5. The African Queen
Released: February 20, 1952 (LA premiere: December 23, 1951)
Directed by: John Huston
Hepburn’s role: Rose Sayer
Co-starring: Bogie
Even my grandpa who never watches movies loves this movie. I’m not usually huge on adventure films but with such great lead performances by Hepburn and Bogart, I can’t help but love this one. I’ve been particularly jazzed on it lately because a few months ago I picked up the book that she wrote about her experience of filming it (The Making of the African Queen: or How I went to Africa with Bogart, Bacall and Huston and almost lost my mind, and aw yeah, I got a first edition!) and since my busier semester is over I’m super super SUPER excited to finally start reading it.

4. Suddenly, Last Summer
Released: December 22, 1959
Directed by: Joseph L. Mankiewicz
Hepburn’s role: Violet Venable
Co-starring: Liz Taylor, Monty Clift
The writing of Tennessee Williams, whose play this film is based on, can be a bit of an acquired taste. I happen to love most of his plays, and the films based on them. Suddenly, Last Summer is no exception. I discovered it through a blind purchase in early 2012 and gave it a near-perfect 4.5/5 score here on the blog. Liz Taylor’s performance in the film is obviously impressive but Hepburn was the real standout for me, giving her character the perfect sinister edge and conflicted mental state.

3. Keeper of the Flame
Released: December 1942
Directed by: George Cukor
Hepburn’s role: Christine Forrest
Co-starring: Spencer Tracy
I’ll probably get some crap from fellow Hepburn fans for including this one on the list. For most people, it falls pretty low on the ranking of Hepburn-Tracy films. As I explained in my George Cukor tribute last year, though, he may have hated the final result of the film but I always enjoy watching it. Where Cukor saw Hepburn’s performance as stiff (due mostly to the low-grade material she was given to work with), I find the film quite exciting. The loss of tension that Cukor saw in the second half of the film wasn’t present for me. It’s been a little while since I’ve seen this one and I’m due for a re-watch, but I stand by my love of it, even if I’m its only fan!

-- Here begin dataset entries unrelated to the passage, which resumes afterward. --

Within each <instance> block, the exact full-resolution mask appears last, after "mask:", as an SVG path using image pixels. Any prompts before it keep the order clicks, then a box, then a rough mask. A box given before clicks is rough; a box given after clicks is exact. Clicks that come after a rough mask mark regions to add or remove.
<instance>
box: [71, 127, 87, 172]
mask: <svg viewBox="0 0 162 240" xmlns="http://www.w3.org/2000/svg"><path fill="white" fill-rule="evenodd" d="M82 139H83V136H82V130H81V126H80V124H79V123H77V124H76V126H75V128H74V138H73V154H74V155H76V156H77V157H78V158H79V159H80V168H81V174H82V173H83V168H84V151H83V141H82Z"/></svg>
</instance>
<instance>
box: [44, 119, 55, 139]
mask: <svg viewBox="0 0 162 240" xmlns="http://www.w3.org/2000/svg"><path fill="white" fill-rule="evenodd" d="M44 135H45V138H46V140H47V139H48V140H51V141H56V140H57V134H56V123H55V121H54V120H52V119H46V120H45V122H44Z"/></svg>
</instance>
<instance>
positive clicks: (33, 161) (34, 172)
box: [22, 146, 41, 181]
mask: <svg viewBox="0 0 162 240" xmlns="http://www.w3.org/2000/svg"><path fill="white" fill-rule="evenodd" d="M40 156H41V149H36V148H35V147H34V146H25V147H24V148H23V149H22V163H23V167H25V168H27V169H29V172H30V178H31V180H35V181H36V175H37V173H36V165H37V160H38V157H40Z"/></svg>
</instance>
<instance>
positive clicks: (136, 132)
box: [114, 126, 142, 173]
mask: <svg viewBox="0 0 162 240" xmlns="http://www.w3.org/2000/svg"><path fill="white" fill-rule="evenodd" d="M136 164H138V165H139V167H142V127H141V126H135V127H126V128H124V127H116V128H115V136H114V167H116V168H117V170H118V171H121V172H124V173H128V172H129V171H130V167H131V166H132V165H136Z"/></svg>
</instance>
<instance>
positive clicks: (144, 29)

Advertisement for Bringing Up Baby (Image: impawards.com)
Advertisement for Bringing Up Baby (Image: impawards.com)

2. Adam’s Rib
Released: November 18, 1949 (NYC premiere: December 25, 1949)
Directed by: George Cukor
Hepburn’s role: Amanda Bonner
Co-starring: Spencer Tracy
Surprise, surprise… another film directed by Cukor and co-starring Spencer Tracy. Tracy and Hepburn partake in the ultimate battle of the sexes as a husband and wife working on opposite sides of a murder case. This is one of their best films together, and it’s of a wonderful brand of romantic comedy that we don’t see in Hollywood anymore. This will always be one of my absolute favorite Katharine Hepburn films.

1. Bringing Up Baby
Released: February 18, 1938 (SF premiere: February 16, 1948)
Directed by: Howard Hawks
Hepburn’s role: Susan
Co-starring: Cary Grant
No one should be baffled by the fact that my top KH film also stars Cary Grant, The Most Beautiful Man Ever. But no matter who’s starring, this is one of the best screwball comedies ever made.  Grant and Hepburn play so well off of each other, and both give fantastic comedic performances.

It can be difficult to do legendary stars like Katharine Hepburn justice in these little tributes that I like to write. Happy birthday to a woman who remains, without a doubt, one of the most well-respected (and most talented) actresses of the classic era.